A Bad Start for the HELP Committee
"Rather than marking up the bill before us, I wish we could start with a real bipartisan bill that could reform health care for all Americans," says Sen. Mike Enzi. His argument has two parts: He wishes the committee were not considering this bill and he wishes the committee was not holding this mark up.
In other words, the Republicans on HELP feel, or say they feel, that they were frozen out of this process. They say the bill is inadequate and its path to creation has been unforgivably partisan. HELP isn't a traditionally bipartisan committee, and in Kennedy's absence, its lost its central and most powerful dealmaker. So this isn't fully a surprise.
But it doesn't look good. HELP right now is caught in the worst of both worlds: It has an unfinished bill missing key items that's saddled with a terrible CBO estimate.
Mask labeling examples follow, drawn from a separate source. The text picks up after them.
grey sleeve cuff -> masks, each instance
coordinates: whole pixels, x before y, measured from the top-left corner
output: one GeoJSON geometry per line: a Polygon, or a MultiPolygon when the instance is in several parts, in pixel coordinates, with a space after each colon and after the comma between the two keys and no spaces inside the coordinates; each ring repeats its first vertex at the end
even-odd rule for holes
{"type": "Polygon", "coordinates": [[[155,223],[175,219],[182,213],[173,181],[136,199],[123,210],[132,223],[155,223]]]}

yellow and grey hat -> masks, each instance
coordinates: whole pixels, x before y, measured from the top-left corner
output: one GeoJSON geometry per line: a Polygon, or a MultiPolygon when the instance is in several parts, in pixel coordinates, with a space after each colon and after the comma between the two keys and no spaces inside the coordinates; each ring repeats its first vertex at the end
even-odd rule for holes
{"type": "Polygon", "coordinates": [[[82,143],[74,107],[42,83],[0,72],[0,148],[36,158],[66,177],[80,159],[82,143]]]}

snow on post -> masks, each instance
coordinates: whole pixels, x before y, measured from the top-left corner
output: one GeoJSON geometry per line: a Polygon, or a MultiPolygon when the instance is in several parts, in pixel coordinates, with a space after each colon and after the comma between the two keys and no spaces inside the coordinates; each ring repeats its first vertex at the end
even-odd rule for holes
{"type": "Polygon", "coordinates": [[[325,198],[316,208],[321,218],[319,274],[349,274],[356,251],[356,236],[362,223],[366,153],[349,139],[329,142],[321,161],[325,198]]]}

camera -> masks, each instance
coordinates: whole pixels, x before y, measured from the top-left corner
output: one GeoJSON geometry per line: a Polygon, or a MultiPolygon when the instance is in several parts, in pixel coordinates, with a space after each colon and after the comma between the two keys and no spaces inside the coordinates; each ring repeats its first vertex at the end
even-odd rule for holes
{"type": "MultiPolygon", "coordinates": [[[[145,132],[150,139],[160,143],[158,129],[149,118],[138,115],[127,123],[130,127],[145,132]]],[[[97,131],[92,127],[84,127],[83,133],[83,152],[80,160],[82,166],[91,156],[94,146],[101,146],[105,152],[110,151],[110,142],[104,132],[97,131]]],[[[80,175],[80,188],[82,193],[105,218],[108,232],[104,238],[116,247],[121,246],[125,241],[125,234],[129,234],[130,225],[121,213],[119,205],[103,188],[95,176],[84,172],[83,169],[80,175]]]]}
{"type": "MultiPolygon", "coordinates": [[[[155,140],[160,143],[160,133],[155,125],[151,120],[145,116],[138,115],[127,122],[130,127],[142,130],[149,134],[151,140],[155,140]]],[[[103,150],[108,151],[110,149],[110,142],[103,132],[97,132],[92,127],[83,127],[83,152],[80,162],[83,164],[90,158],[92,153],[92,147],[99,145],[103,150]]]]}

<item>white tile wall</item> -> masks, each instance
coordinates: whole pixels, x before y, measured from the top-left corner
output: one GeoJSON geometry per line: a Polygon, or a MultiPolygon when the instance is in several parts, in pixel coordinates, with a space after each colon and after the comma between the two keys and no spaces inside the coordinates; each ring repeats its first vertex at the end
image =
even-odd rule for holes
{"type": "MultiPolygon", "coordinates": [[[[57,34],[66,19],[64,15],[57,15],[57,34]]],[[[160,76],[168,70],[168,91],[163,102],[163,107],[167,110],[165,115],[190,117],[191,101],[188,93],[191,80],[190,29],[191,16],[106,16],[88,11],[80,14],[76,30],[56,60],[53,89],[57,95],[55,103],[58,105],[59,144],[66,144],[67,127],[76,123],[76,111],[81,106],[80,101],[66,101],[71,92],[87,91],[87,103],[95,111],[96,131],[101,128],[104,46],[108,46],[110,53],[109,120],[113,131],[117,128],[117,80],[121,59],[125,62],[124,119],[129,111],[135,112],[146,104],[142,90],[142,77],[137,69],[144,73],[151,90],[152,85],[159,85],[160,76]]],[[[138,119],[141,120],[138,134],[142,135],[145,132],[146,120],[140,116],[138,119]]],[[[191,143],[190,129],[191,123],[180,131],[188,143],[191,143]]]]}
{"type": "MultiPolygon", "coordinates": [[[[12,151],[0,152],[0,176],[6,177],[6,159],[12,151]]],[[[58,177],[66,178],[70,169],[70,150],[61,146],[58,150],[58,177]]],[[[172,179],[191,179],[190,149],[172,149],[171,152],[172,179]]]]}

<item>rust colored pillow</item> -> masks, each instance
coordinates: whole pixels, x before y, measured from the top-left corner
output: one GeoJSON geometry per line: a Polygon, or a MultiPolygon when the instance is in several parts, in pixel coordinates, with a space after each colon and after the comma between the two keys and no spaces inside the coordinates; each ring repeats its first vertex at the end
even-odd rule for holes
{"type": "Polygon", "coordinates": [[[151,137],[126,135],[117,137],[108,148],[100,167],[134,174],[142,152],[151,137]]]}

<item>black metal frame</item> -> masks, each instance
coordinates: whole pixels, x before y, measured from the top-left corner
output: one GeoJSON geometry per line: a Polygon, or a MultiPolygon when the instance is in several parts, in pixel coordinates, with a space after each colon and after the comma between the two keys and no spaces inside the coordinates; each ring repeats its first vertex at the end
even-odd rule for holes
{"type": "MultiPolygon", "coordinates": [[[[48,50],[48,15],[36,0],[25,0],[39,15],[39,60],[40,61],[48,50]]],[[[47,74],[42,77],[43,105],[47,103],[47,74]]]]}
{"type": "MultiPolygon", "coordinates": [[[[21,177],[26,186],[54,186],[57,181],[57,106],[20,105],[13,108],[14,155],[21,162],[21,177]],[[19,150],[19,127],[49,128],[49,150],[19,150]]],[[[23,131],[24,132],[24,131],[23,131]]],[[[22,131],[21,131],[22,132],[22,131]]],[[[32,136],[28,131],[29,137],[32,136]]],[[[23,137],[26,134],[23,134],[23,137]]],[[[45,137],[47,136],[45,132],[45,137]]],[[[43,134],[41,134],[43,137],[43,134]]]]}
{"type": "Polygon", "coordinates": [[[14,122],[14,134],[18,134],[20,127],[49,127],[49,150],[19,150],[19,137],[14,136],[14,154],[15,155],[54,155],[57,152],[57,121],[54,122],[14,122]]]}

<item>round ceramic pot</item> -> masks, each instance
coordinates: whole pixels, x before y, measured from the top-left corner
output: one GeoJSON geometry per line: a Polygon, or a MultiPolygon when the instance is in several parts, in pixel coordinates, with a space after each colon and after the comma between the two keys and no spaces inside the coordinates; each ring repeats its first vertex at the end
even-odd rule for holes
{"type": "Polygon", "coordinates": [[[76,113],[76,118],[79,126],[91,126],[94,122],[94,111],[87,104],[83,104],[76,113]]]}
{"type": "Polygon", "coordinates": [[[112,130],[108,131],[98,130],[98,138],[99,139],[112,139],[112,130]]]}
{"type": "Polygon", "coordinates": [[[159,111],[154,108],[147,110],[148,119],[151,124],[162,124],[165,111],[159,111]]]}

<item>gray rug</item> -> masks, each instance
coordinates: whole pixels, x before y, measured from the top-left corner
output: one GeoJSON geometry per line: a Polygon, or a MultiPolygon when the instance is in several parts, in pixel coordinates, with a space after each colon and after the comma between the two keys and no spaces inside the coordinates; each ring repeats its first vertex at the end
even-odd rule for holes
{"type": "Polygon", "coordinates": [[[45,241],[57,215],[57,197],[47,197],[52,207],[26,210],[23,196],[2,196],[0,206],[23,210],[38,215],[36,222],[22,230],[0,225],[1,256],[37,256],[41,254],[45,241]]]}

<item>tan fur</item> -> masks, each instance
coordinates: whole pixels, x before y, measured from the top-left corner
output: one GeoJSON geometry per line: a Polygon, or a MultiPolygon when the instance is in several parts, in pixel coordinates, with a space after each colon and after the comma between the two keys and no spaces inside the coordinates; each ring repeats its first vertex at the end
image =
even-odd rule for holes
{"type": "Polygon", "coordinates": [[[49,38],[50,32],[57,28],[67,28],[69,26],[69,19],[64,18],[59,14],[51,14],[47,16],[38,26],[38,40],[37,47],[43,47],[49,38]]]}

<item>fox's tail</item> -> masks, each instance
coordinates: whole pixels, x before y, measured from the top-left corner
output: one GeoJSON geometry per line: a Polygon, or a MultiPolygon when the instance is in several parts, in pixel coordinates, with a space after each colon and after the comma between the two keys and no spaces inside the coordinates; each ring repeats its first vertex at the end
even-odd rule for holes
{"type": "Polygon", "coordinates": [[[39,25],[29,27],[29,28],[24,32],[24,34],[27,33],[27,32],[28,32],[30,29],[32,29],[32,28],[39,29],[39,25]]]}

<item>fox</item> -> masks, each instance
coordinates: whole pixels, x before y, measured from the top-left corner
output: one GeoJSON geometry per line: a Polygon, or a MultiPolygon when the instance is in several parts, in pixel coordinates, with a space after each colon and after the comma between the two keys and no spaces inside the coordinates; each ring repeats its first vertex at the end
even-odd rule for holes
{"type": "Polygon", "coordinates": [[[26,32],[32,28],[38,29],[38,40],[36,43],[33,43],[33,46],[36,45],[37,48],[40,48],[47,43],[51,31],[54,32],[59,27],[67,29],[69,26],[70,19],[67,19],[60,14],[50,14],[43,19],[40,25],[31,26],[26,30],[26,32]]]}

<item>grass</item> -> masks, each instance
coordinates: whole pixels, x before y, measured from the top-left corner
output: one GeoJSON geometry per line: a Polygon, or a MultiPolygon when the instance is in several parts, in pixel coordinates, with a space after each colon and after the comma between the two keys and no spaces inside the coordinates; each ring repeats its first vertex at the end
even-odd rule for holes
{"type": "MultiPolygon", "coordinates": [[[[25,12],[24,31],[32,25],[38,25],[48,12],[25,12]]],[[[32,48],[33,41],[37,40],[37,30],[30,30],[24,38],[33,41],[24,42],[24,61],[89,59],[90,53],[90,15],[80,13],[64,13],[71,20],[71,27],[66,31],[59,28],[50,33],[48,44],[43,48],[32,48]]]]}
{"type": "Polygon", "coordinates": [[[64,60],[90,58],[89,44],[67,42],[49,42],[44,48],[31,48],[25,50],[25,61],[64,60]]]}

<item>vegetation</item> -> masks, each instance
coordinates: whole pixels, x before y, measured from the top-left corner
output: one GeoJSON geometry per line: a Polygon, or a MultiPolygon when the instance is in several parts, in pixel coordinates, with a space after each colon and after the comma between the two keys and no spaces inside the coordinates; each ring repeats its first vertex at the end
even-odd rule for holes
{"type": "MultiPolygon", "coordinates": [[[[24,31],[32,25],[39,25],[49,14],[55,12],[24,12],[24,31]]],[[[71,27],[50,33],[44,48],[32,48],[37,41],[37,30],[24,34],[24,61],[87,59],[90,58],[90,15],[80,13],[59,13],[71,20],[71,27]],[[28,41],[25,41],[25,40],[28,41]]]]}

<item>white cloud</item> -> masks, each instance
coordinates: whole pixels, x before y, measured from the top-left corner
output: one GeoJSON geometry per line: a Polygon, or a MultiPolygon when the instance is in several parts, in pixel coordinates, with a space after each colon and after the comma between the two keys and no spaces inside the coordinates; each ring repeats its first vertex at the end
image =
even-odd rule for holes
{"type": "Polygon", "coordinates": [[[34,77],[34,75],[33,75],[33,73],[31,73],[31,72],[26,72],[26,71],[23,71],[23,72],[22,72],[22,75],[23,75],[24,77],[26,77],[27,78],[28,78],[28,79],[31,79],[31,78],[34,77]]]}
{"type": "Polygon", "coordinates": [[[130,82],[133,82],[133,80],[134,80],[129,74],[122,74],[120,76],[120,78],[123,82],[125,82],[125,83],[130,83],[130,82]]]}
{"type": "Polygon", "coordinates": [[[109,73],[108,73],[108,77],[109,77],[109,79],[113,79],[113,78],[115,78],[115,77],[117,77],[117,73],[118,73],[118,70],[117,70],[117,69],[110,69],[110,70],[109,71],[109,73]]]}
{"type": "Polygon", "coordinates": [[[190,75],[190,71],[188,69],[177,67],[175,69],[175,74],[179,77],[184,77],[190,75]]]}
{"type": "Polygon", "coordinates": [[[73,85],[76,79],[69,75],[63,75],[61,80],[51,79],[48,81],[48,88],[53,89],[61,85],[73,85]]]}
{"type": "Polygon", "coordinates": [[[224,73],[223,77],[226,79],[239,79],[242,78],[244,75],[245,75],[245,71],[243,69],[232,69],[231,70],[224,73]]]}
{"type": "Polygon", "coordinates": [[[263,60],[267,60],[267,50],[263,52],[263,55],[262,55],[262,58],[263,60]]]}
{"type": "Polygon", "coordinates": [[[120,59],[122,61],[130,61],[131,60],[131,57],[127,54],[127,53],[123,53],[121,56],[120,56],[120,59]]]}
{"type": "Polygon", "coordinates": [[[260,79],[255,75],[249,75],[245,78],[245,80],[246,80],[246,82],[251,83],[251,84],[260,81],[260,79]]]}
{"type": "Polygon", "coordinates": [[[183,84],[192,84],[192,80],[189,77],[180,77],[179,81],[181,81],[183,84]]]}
In part, those items are missing because staffers wanted more time to negotiate with Republicans. But the committee's Republicans are viciously attacking the bill, the process, and arguing for a new start and a new, more relaxed, schedule.
Right now, the HELP process looks deeply troubled. Their bill is unfinished, the CBO estimate was a mess, and the Committee's Republicans are locked in opposition. Which means that the liberal alternative to the Finance Committee's bill is starting out behind the eight ball. That's not a good situation.